SWEDISH BARITONE : HAGEGARD IN RECITAL AT AMBASSADOR
Hakan Hagegard, once Ingmar Bergman’s unforgettable Papageno and now a luminary of sorts at the Met, returned to Pasadena Sunday night for his third Ambassador Auditorium recital in as many seasons. This occasion, however, wasn’t like the others.
The personable Swedish baritone had brought along Judith Blegen for pretty-soprano support in 1984, and Barbara Bonney filled a similar function last year. In both of the joint recitals, the musical menu had juxtaposed high art with low schmaltz and cabaret banter.
This time, a far more somber Hagegard carried the vocal honors alone--with a lot of help from his accompanying pianist, Warren Jones. The singer banished all traces of cutesy talk and, apart from a strange operatic detour in mid-program, concentrated on relatively lofty poetic challenges.
He devoted the first half of the evening to 10 of the 14 Lieder that comprise Schubert’s so-called “Schwanengesang.” Given the brevity of the program, one wondered why Hagegard didn’t attempt the entire set. Since the composer himself never envisioned these songs as a unified cycle, however, the selective survey inflicted no aesthetic harm.
Hagegard lacks the sheer vocal weight, the vocal profundity and the dark vocal colors required for maximum impact in such brooding, bitter, heroic challenges as “Der Atlas” and “Der Doppelgaenger.” When listening to his intelligent, essentially lyrical performances, it is best to put the sound of Hans Hotter or Alexander Kipnis out of memory’s ear.
At the other expressive extreme, Hagegard did little to convey the growing cynicism that lurks beneath the cheerful, nimble surface of “Abschied.” Dietrich Fischer-Dieskau proved decades ago that even a light voice can project the inherent drama of this little masterpiece if sufficient attention is paid to tension of line and nuance of articulation.

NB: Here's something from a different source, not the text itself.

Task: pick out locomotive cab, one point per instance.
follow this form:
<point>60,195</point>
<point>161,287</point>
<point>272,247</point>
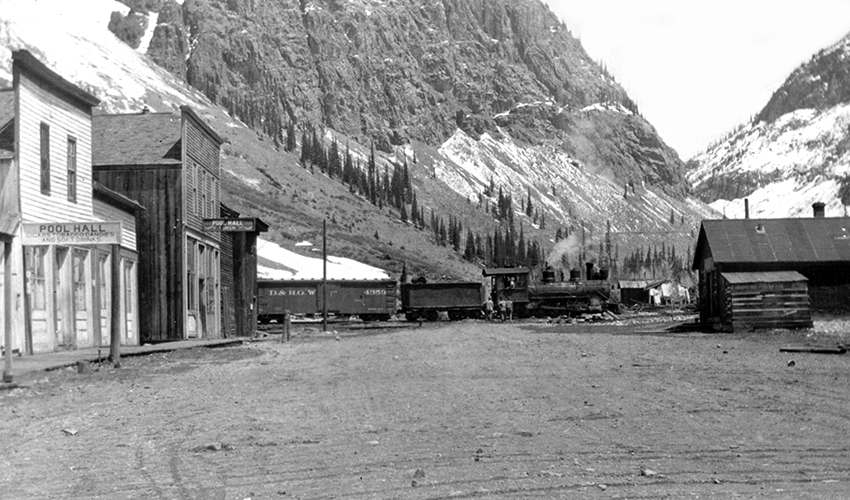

In the more straightforward, equally intimate songs, Hagegard impressed with pervasive sweetness of tone, with lightness of articulation and with simple, unabashed charm. Yet he relied too much, even here, on pretty sounds and casual parlando. One longed for a legato better sustained, for a pianissimo better focused.
After intermission, in a bizarre shift in stylistic gears, Hagegard turned to the pop extroversion of the “Pagliacci” prologue. He phrased elegantly if not idiomatically, rose to a ripsnorting high A-flat, but never could let one forget that this was a slender Silvio voice trying valiantly to impersonate a fat-toned Tonio.
Matters improved emphatically from this point on.
Hagegard luxuriated in the introspective nostalgia and muted Wagnerian nobility of Wolfram’s ode to the evening star.
He brought compelling rapture and, as needed, wit to three Richard Strauss songs. It will be difficult to forget the nostalgic, poised, ascending lines--exquisitely articulated, perfectly focused--that ended “Anbetung.” Wie schoen!
The final Hugo Wolf group, delivered with comparable point and sensitivity, culminated in the kick-the-critic-down-the-stairs whimsy of “Abschied.” It is always good for a laugh.
Only two encores followed, one arcane and one obvious. First Hagegard ventured a poignant Carissimi aria, then Brahms’ Lullaby.